The more difficult shooting scenarios resulted in greater alpha suppression than the simpler ones, consistent with a relation to threat level but, regardless of the scenario difficulty, the race effect remained consistent. The EEG results found that, when faced with a black target, subjects evidenced greater alpha suppression relative to when they confronting a white or hispanic target; this result obtained regardless of whether the target ended up being armed or not. To the extent that these alpha waves are measuring threat response on a physiological level, people found the black targets more threatening, but this did not translate into an increased likelihood to shoot them; in fact, it seemed to do the opposite. The authors suggest that this might have something to do with the perception of possible social and legal consequences for harming a member of a historically oppressed racial group.

In other words, people might not be shooting because they’re afraid that people will claim that the shooting was racially motivated (indeed, if the results had turned out the opposite way, I suspect many people would be making that precise claim, so they wouldn’t be wrong). The authors provide some reason to think the social concerns of shooting might be driving the hesitation, one of which involves this passage from an interview of a police chief in 1992:

“Bouza…. added that in most urban centers in the United States, when a police chief is called “at three in the morning and told, ‘Chief, one of our cops just shot a kid,’ the chief’s first questions are: ‘What color is the cop? What color is the kid?’” “And,” the reporter asked, “if the answer is, ‘The cop is white, the kid is black’?” “He gets dressed,”

“I’m not letting a white on white killing ruin this nap”

Just for some perspective, the subjects in this second study had responded to about 830 scenarios in total. Of those, there were 240 that did not require the use of force. Of those 240, participants accidentally shot a total of 47 times; 46 of those 47 unarmed targets were white (even though around a third of the targets were black). If there was some itchy trigger finger concerning black threats, it wasn’t seen in this study. Another article I came across (but have not fact checked so, you know, caveat there) suggests something similar: that biases against blacks in the criminal justice system don’t appear to exist.

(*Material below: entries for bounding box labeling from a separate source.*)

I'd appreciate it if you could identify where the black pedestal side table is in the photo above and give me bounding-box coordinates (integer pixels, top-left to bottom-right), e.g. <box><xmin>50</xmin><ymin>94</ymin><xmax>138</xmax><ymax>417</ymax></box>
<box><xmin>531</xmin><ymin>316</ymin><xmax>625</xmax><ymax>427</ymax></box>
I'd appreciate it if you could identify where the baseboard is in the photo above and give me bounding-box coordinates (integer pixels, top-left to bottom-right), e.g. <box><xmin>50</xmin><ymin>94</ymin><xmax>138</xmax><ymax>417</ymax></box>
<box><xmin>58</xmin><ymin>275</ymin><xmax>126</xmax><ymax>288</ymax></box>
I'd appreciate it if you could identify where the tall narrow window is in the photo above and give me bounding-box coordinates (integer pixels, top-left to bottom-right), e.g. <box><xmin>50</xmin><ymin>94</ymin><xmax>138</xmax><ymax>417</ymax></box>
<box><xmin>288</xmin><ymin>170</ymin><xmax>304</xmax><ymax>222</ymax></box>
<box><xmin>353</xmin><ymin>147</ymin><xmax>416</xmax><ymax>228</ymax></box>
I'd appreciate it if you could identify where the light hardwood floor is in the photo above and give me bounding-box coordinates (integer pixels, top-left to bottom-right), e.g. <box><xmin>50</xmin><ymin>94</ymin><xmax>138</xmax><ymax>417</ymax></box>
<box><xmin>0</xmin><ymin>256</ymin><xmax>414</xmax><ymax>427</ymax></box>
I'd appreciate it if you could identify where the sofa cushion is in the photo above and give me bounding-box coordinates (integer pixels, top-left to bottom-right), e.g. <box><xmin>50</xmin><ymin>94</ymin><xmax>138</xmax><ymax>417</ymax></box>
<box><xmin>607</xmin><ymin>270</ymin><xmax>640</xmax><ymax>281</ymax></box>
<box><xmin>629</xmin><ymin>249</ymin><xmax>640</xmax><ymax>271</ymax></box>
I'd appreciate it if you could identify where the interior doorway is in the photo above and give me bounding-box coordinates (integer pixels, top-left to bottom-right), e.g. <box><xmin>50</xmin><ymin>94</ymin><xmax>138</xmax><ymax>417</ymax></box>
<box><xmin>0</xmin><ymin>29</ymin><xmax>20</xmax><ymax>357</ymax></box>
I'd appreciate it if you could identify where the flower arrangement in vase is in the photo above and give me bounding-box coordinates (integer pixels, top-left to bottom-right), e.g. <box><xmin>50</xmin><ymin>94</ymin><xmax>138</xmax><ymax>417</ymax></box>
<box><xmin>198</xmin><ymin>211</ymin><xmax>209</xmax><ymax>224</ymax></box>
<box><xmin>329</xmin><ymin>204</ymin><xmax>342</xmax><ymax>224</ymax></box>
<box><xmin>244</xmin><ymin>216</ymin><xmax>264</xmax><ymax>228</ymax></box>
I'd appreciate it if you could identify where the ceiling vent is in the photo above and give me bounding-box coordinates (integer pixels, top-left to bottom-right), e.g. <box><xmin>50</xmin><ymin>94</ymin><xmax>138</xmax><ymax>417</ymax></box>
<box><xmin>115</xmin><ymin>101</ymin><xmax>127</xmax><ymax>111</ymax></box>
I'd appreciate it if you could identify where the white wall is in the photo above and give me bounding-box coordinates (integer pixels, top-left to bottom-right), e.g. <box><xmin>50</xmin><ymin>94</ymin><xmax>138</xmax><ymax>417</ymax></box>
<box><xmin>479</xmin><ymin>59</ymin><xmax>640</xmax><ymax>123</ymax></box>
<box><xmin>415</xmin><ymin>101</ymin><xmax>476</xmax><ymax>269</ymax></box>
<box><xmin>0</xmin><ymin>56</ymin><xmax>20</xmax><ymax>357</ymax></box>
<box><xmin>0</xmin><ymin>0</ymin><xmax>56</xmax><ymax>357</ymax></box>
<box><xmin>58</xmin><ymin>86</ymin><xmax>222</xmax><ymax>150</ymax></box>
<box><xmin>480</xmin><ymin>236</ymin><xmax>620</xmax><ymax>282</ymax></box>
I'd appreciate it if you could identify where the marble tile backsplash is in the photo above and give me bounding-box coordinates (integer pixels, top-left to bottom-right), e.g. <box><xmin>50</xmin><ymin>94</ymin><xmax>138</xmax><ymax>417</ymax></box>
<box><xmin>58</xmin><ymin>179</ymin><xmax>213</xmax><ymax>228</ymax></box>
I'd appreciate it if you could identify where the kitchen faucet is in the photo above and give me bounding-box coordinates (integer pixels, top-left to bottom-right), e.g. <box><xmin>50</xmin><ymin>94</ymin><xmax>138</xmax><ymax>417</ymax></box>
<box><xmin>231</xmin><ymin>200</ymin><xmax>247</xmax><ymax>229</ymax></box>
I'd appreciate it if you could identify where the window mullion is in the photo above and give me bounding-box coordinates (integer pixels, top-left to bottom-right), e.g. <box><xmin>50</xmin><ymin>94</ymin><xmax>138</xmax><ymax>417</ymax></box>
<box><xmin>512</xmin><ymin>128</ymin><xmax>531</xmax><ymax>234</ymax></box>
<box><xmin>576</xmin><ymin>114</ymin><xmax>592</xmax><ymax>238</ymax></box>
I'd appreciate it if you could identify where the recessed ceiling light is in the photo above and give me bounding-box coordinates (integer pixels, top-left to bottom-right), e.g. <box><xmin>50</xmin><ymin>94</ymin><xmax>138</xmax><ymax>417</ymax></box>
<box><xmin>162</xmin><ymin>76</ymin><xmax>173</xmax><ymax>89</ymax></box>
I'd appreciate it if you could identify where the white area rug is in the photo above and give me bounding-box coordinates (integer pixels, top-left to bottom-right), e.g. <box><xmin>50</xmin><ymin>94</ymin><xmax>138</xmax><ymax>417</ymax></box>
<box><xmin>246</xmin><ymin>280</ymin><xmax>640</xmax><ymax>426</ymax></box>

Now the findings I have presented here may, for some reason, be faulty. Perhaps better experiments in the future will provide more concrete evidence concerning racial biases, or lack thereof. However, if you first reaction to these findings is to assume that something is wrong with them because you know that police target black suspects disproportionately, then I would urge you to consider that, well, maybe some biases are driving your reaction. That’s not to say that others aren’t biased, mind you, or that you’re necessarily wrong, just that you might be more biased than you like to imagine.

References: James, L., Vila, B. & Daratha, K. (2013) Influence of suspect race and ethnicity on decisions to shoot in high fidelity deadly force judgment and decision-making simulations. Journal of Experimental Criminology, 9, 189–212.

 James, L., Klinger, D., & Vila, B. (2014). Racial and ethnic bias in decisions to shoot seen through a stronger lens: Experimental results from high-fidelity laboratory simulations. Journal of Experimental Criminology, 10, 323-340.